Why airline profits are in trouble

Brace yourselves. We’re about to hit a spell of turbulence.

Only 2 weeks after carriers Eos and Hong King Airlines went to the wall, Easyjet Chief Executive Andy Harrison warned yesterday that a couple of others were headed in the same direction. Airline profits are at the mercy of the oil price, he said. And where that’s headed is anyone’s guess.

“The price of jet fuel has risen 35 per cent over the last three months and is now 80 per cent higher than last year”, said Harrison. “What is certain is that if these fuel increases are maintained many of our weaker competitors will disappear.”

Easyjet and Ryanair, its larger rival, have little to shout about though. Sterling is weakening and UK consumers more thrifty, with both expecting less passengers on European routes in the coming months. And as the oil price embarks on what looks like an unstoppable flight to $200 a barrel, there seems to be little doubt that all airlines are caught in a vicious, inescapable circle.

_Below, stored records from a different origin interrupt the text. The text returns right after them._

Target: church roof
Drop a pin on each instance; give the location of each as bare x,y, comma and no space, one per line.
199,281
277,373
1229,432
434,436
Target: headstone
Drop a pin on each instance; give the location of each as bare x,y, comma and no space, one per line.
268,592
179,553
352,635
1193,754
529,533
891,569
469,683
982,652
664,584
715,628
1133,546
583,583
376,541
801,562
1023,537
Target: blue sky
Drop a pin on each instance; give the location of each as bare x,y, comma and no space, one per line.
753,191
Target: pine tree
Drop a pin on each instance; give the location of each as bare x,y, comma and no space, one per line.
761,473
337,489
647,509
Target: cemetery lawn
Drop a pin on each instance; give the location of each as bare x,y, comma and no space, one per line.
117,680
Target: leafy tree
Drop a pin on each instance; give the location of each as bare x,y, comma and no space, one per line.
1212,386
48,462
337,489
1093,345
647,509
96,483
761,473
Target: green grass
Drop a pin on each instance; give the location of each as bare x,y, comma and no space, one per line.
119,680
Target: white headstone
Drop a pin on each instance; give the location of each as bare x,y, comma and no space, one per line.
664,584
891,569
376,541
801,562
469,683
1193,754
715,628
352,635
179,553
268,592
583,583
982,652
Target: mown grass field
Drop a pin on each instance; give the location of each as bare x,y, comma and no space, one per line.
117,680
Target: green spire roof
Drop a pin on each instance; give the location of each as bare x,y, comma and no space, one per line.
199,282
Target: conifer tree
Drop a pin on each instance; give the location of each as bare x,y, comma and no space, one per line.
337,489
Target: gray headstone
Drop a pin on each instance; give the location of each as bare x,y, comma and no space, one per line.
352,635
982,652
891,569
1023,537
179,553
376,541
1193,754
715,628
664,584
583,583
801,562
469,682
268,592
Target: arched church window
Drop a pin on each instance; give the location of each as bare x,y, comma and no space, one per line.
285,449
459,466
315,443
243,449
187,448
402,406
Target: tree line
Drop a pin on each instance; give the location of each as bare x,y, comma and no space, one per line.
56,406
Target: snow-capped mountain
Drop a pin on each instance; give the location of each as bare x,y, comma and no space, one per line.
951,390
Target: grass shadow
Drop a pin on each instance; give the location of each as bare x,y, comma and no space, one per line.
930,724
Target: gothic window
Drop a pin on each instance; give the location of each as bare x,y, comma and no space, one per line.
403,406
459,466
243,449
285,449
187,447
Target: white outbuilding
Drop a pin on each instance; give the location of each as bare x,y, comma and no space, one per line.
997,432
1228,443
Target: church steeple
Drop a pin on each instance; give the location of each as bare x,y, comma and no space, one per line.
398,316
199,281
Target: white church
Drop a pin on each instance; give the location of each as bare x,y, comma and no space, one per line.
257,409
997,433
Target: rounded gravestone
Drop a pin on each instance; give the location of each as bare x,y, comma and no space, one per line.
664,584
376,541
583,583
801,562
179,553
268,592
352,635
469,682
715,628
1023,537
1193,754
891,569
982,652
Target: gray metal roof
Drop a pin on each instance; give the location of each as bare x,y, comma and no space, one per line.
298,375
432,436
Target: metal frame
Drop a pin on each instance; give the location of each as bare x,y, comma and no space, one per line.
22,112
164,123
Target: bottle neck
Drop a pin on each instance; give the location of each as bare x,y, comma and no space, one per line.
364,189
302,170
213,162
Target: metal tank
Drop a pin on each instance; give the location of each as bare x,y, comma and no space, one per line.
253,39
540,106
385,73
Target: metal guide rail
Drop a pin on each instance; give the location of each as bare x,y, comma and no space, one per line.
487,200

First, lets take the weakening UK consumer. Although both airlines carried more passengers in April, up about 15% for both from the same month last year, their load factors were down.  Load factors are a measure of how well an airline is filling seats. Last April, Ryanair boasted an 83% load factor. This year it’s fallen to 79% as the Dublin-based airline failed to fill the seats on newly acquired airplanes. “There is a correlation between consumer spending and airline spending”, says one Dublin based analyst, who declined to be named. “In fact, the effect is exaggerated”, he says, as people begin to spend more on essentials. What’s more, with house prices falling, people are likely to feel less wealthy, meaning they’ll splurge less on non essentials like flights to marbella.

Secondly, there’s sterling. Over the last 12 months, Sterling has plummeted almost 20% against the Euro, making it more expensive for your average Briton to pop down to Spain or Cyprus for the quick one-week break they’ve come to aspire to. Already, the newspapers are full of stories on where to go to beat the euro. Poland says one, Albania, (God help us), says another.

Lastly, of course, there is the oil price. Easyjet reckon that for every $10 a tonne the oil price rises, they are being stung for £2.5m. And here’s the nasty bit. Airlines can’t offset higher oil prices by charging their passengers more. As Easyjet’s Harrison said yesterday, the demand simply isn’t there to raise prices. 

So now, the focus is on the oil price. Standing at $122 a barrel, Goldman Sachs are forecasting a move to $150-$200 over the next two years on the back of supply constraints. If you’re to believe the word of analysts, that’s a pretty significant statement, given that Goldman’s were the first to predict the $100 barrel.

However, the latest run up in oil, as we point out in this week’s MoneyWeek looks a tad overdone. Shell boss Jeroen Van der Veer said last month that investment going into oil had soared to $3.4 billion a week by Mid-March, while Lehman brothers noted that $40 billion had flowed into commodity funds this year. That suggests there’s quite a lot of hot money out there, looking for a hedge from inflation and a weak dollar.

That’s some news that should ease the airlines flight plan ever so slightly.